Christian Guy

Why church leaders are wrong to attack welfare cuts

Another day, another welfare row. The practical outworking of the Government’s most controversial idea – that people on welfare should actually be better off in work, continues to spark outrage. Today it is church leaders who line up to try to land punches on Iain Duncan Smith, making an attack on his decision that welfare payments (like the average salary) should not keep pace with inflation.

In leading the biggest package of welfare reform since the first foundation stone of social security was laid by William Beveridge, IDS  is familiar with the poverty lobby’s ongoing shock-and-awe strategy. Yet like so many who have gone before, today’s critics miss the bigger picture.

Undoubtedly there are serious problems with some of the Government’s approaches to reducing the working welfare budget: regional benefit caps would have been fairer; tacking under-occupancy in social housing should have been designed differently; the endless commitment to throwing bungs at rich pensioners and middle class couples is unjustifiable; and many of the imminent measures should have been applied to new claimants only to save some immediate pain.

It is easy to attack and find difficult cases today. Our economy is in a dreadful state and people are struggling to find enough work. But sorting the welfare mess out is something that cannot be delayed any longer. This isn’t about saving money, it’s about saving lives.

After decades of mis-management, millions of people of working age were on the scrapheap throughout the boom years. People were written off as unfit to work with little hope they might one day return. The number of households where no one had ever worked doubled under the previous Government. The working age welfare bill rose to more than £90 billion a year, Housing Benefit to £21 billion. Compare this to transport at £21 billion, public order and safely at £31 billion and defence at £40 billion.

Where was the righteous anger of the poverty lobby when our most vulnerable families were being lost to this quick sand? I’m afraid it was all too quiet from those who claim to care about the poor. It was as if they were wilfully blind to the way the unreformed welfare system was trapping people in poverty.

It is this dependency culture that IDS is trying to tackle. To see beyond the facile argument that compassion can be defined by the size of a welfare cheque. (And its just-as-facile converse: that restraint on welfare payments is automatically cruel and heartless.)

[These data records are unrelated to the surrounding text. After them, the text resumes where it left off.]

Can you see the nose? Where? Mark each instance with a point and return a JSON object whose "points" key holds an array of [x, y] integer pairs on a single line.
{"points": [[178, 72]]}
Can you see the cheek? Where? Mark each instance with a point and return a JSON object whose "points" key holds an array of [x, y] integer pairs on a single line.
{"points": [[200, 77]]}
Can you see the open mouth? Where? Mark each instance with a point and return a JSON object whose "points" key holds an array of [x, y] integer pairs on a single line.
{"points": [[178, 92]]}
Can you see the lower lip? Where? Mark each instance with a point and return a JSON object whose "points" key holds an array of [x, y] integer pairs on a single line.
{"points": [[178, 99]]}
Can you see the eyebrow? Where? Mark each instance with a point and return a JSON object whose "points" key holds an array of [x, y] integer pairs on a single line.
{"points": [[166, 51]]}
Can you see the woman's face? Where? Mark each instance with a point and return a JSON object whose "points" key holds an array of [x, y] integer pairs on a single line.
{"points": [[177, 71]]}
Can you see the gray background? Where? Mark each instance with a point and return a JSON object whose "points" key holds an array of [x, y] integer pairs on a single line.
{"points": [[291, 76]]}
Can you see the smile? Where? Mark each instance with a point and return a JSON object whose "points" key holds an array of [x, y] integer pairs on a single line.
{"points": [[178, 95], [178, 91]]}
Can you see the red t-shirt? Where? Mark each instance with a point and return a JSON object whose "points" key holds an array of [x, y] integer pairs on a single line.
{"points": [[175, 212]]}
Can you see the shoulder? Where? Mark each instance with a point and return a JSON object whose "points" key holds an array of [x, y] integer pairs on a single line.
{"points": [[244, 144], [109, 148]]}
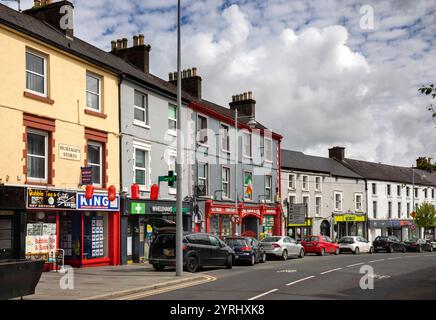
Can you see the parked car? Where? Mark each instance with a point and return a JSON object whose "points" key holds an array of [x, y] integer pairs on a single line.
{"points": [[355, 244], [199, 250], [418, 245], [388, 244], [282, 247], [247, 249], [319, 245]]}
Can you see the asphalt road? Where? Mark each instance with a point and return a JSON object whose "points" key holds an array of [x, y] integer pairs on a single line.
{"points": [[395, 276]]}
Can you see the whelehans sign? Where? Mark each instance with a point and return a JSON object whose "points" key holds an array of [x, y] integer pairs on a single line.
{"points": [[98, 202]]}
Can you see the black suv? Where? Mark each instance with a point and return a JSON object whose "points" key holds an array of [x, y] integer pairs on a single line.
{"points": [[388, 244], [199, 249]]}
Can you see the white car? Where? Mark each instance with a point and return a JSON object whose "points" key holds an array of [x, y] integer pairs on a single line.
{"points": [[355, 245]]}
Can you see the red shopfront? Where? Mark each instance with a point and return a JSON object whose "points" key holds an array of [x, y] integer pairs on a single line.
{"points": [[250, 220]]}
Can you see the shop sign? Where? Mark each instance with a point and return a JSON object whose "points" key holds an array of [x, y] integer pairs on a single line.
{"points": [[98, 202], [350, 218], [69, 152], [49, 199]]}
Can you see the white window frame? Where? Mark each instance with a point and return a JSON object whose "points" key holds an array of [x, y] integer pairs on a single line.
{"points": [[136, 122], [228, 183], [342, 200], [356, 202], [100, 79], [100, 145], [147, 148], [45, 59], [45, 135]]}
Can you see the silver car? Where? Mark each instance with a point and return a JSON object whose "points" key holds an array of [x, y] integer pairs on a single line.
{"points": [[282, 247]]}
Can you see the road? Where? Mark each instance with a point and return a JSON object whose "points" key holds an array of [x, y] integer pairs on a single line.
{"points": [[396, 276]]}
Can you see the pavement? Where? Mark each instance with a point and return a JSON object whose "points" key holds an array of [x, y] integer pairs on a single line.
{"points": [[111, 283], [395, 276]]}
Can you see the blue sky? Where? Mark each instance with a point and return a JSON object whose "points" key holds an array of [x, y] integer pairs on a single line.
{"points": [[319, 79]]}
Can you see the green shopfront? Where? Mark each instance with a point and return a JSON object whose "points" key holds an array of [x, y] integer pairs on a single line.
{"points": [[138, 225]]}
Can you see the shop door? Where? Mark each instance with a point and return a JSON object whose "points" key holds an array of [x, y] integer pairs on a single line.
{"points": [[6, 237]]}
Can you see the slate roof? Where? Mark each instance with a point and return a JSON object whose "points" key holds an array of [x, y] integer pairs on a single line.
{"points": [[299, 161]]}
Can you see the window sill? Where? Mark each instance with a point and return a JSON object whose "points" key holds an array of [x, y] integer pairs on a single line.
{"points": [[95, 113], [38, 97]]}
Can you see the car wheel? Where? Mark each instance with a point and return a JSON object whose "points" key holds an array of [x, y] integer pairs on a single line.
{"points": [[158, 267], [284, 255], [192, 265], [229, 264]]}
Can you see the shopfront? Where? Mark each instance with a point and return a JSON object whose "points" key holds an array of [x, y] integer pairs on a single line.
{"points": [[350, 224], [299, 231], [137, 225]]}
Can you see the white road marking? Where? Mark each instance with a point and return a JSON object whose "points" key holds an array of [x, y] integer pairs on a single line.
{"points": [[356, 264], [328, 271], [297, 281], [263, 294]]}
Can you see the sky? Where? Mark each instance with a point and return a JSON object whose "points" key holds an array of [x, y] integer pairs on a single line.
{"points": [[323, 72]]}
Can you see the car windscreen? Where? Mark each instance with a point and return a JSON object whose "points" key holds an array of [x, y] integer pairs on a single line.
{"points": [[236, 242], [271, 239]]}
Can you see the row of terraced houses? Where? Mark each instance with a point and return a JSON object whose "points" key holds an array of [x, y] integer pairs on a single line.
{"points": [[73, 115]]}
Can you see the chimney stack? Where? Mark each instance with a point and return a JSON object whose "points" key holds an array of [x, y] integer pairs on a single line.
{"points": [[191, 82], [244, 103], [337, 153], [137, 55], [57, 14]]}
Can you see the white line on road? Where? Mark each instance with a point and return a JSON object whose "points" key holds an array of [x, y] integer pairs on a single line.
{"points": [[263, 294], [294, 282], [376, 260], [356, 264], [328, 271]]}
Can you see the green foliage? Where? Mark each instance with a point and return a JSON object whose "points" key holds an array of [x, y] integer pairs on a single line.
{"points": [[425, 215]]}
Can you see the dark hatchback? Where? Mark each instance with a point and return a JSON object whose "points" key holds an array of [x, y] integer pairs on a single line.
{"points": [[388, 244], [418, 245], [247, 249], [199, 250]]}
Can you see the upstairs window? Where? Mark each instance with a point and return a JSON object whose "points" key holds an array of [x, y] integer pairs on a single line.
{"points": [[36, 73]]}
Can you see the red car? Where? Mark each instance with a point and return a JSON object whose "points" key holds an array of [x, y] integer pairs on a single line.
{"points": [[319, 245]]}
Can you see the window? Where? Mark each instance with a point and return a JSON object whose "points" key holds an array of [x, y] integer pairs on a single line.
{"points": [[95, 162], [358, 202], [268, 149], [202, 129], [226, 182], [225, 138], [37, 156], [390, 209], [318, 205], [140, 109], [36, 78], [268, 188], [248, 185], [338, 201], [374, 209], [172, 118], [399, 210], [291, 182], [93, 89], [305, 183], [318, 183], [203, 176], [141, 166], [247, 144]]}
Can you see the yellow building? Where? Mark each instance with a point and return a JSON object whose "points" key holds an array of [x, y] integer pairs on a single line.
{"points": [[58, 113]]}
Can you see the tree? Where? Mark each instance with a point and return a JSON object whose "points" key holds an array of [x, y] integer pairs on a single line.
{"points": [[425, 215]]}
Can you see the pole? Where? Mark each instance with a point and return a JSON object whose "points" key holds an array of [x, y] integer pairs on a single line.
{"points": [[179, 217]]}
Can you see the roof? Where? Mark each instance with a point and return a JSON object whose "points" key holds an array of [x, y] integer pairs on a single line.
{"points": [[384, 172], [299, 161]]}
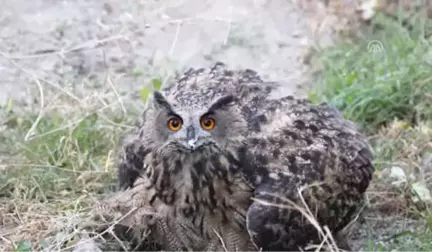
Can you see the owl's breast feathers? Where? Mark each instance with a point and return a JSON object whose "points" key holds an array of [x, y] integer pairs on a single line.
{"points": [[291, 144]]}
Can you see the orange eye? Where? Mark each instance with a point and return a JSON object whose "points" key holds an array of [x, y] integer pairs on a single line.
{"points": [[207, 122], [175, 123]]}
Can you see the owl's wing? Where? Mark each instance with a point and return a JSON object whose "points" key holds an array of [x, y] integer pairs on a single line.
{"points": [[307, 148]]}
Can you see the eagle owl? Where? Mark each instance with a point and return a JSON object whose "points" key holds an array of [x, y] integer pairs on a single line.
{"points": [[224, 167]]}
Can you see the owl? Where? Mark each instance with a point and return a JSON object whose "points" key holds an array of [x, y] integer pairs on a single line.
{"points": [[215, 164]]}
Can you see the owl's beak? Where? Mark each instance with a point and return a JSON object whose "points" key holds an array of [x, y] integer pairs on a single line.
{"points": [[191, 137]]}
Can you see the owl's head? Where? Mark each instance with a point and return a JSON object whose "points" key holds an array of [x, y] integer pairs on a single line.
{"points": [[173, 126]]}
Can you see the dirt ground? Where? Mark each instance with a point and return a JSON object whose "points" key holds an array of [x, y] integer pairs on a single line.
{"points": [[71, 45]]}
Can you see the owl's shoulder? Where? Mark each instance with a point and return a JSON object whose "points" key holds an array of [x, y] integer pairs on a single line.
{"points": [[297, 138]]}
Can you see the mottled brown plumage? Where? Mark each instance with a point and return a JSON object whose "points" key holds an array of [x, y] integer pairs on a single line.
{"points": [[200, 184]]}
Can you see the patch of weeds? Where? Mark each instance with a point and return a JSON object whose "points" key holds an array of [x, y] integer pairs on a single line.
{"points": [[384, 77], [383, 82]]}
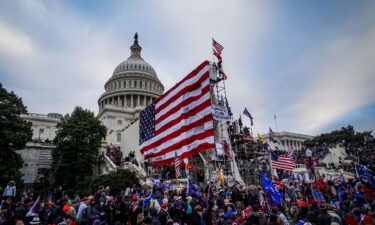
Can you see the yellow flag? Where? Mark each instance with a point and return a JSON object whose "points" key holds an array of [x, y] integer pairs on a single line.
{"points": [[220, 177], [261, 139]]}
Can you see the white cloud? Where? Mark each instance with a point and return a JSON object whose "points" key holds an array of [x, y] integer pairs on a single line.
{"points": [[15, 43], [63, 58]]}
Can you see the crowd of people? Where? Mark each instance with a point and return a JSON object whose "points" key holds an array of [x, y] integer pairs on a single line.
{"points": [[320, 202]]}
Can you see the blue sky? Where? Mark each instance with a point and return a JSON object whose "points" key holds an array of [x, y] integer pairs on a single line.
{"points": [[309, 62]]}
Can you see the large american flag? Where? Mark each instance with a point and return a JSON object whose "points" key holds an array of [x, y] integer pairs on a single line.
{"points": [[180, 121], [290, 152], [282, 162], [177, 164]]}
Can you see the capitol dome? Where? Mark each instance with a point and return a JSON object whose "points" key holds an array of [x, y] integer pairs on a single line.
{"points": [[133, 85]]}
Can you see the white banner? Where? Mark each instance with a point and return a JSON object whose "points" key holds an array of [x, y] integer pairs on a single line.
{"points": [[220, 113]]}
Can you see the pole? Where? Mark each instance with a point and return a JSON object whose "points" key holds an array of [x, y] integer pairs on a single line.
{"points": [[274, 117]]}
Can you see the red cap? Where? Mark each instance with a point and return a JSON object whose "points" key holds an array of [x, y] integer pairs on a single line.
{"points": [[248, 209], [66, 208], [368, 220], [302, 204]]}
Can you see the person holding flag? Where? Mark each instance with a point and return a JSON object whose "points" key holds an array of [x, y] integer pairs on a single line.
{"points": [[247, 113]]}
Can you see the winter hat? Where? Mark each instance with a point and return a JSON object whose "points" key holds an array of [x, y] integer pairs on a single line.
{"points": [[368, 220]]}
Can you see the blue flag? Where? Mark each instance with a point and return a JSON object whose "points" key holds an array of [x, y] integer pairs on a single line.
{"points": [[34, 209], [341, 193], [271, 189], [194, 191], [364, 173], [147, 201], [317, 195], [247, 113], [155, 181]]}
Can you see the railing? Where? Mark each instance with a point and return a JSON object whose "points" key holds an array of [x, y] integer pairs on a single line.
{"points": [[139, 171]]}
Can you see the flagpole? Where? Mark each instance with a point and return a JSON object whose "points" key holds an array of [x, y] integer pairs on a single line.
{"points": [[359, 177], [274, 117]]}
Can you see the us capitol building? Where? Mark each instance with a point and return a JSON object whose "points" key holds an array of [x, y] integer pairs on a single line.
{"points": [[133, 85]]}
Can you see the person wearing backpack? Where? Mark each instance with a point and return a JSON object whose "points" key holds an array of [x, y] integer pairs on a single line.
{"points": [[324, 218], [189, 211]]}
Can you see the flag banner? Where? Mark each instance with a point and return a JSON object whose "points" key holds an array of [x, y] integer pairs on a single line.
{"points": [[220, 177], [151, 201], [220, 113], [33, 210], [282, 162], [217, 47], [177, 163], [227, 150], [271, 133], [247, 113], [219, 149], [317, 195], [217, 56], [364, 173], [180, 121], [194, 191], [261, 139], [155, 181], [290, 152], [271, 189]]}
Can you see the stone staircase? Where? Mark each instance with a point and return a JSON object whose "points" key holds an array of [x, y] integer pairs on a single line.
{"points": [[45, 159]]}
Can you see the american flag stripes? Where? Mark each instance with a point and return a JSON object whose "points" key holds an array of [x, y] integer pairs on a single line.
{"points": [[271, 133], [180, 121], [282, 162], [218, 47], [177, 163]]}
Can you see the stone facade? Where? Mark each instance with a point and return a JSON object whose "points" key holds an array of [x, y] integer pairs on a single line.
{"points": [[132, 86], [287, 139], [37, 153]]}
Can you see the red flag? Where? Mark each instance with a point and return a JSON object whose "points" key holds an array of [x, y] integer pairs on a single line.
{"points": [[217, 56], [226, 150]]}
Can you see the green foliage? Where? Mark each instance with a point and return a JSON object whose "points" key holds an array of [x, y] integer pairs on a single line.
{"points": [[14, 134], [117, 180], [345, 136], [77, 147]]}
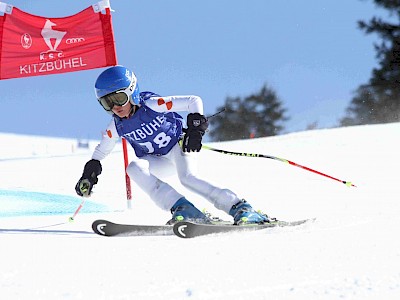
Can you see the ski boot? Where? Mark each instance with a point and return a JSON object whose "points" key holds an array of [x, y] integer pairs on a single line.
{"points": [[243, 213], [183, 210]]}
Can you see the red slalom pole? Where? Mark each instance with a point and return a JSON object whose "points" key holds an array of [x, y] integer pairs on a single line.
{"points": [[127, 179]]}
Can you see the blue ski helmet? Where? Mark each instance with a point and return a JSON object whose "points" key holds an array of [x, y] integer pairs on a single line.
{"points": [[116, 81]]}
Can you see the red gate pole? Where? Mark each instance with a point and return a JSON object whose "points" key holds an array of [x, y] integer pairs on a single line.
{"points": [[127, 179]]}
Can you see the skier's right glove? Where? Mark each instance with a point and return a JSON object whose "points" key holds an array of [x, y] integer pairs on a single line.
{"points": [[197, 126], [85, 184]]}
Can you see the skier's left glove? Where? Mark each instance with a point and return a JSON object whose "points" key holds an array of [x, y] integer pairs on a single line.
{"points": [[85, 184], [197, 126]]}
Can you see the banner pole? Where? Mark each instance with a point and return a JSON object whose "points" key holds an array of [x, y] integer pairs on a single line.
{"points": [[127, 179]]}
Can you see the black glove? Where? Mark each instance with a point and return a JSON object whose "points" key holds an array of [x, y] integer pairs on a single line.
{"points": [[197, 126], [85, 184]]}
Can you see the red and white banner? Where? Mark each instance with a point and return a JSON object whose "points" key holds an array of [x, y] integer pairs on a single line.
{"points": [[32, 45]]}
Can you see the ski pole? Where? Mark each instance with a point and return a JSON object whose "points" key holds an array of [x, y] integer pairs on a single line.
{"points": [[71, 219], [347, 183]]}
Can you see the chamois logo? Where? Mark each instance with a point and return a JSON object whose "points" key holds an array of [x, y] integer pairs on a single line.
{"points": [[49, 34], [26, 40]]}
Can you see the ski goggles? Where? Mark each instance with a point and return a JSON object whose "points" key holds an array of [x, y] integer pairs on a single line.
{"points": [[120, 98]]}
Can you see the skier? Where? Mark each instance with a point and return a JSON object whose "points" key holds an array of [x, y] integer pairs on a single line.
{"points": [[152, 126]]}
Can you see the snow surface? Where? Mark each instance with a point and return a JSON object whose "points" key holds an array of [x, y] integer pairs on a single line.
{"points": [[352, 251]]}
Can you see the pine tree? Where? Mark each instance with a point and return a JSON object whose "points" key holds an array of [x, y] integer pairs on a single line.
{"points": [[258, 115], [378, 101]]}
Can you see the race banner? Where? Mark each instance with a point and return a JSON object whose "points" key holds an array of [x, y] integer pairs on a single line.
{"points": [[32, 45]]}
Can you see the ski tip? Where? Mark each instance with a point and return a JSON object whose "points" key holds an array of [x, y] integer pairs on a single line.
{"points": [[179, 229], [99, 225]]}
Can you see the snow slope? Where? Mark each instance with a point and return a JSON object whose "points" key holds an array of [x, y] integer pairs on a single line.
{"points": [[352, 251]]}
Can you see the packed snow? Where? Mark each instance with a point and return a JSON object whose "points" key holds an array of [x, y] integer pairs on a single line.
{"points": [[351, 251]]}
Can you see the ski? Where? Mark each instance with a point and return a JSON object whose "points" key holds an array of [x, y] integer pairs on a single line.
{"points": [[190, 230], [107, 228]]}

I will gladly organise for any of the church leaders speaking out today to come with the Centre for Social Justice, which I run, to communities beached on welfare. Neighbourhoods where people’s lives have become seemingly purposeless and their aspirations obliterated, often as a result of well-intentioned welfare policies. Communities where some of the two million children growing up in workless households are rapidly losing sight of a future. This is the real tragedy of Britain’s welfare system. It has robbed too many brilliant people of their potential and become a noose around the neck of the British economy. Beveridge has been betrayed. In too many cases his welfare state is now sponsoring the very ‘giant evil’ – idleness – that it was designed to eradicate.

In numerous villages, towns and cities Britain’s churches provide some of the most inspiring and life-changing support to those who need it most. And there is no more worthy a cause for our Christian leaders to adopt than the liberation of the poor. But perhaps one day, through the din of those who pursue a failed status quo on poverty, they will see that burgeoning welfare dependency isn’t the answer, it is part of the problem.

Christian Guy is Managing Director of the Centre for Social Justice.

COFFEE HOUSE UPDATE  It appears that the timing of this – Easter – may have been chosen by the BBC rather than the four church groups. The report that the BBC report refers to was published four weeks ago (pdf) but appears to have been reheated for a slow news day. The Guardian’s version of the story is more honest about the timing, admitting this halfway down.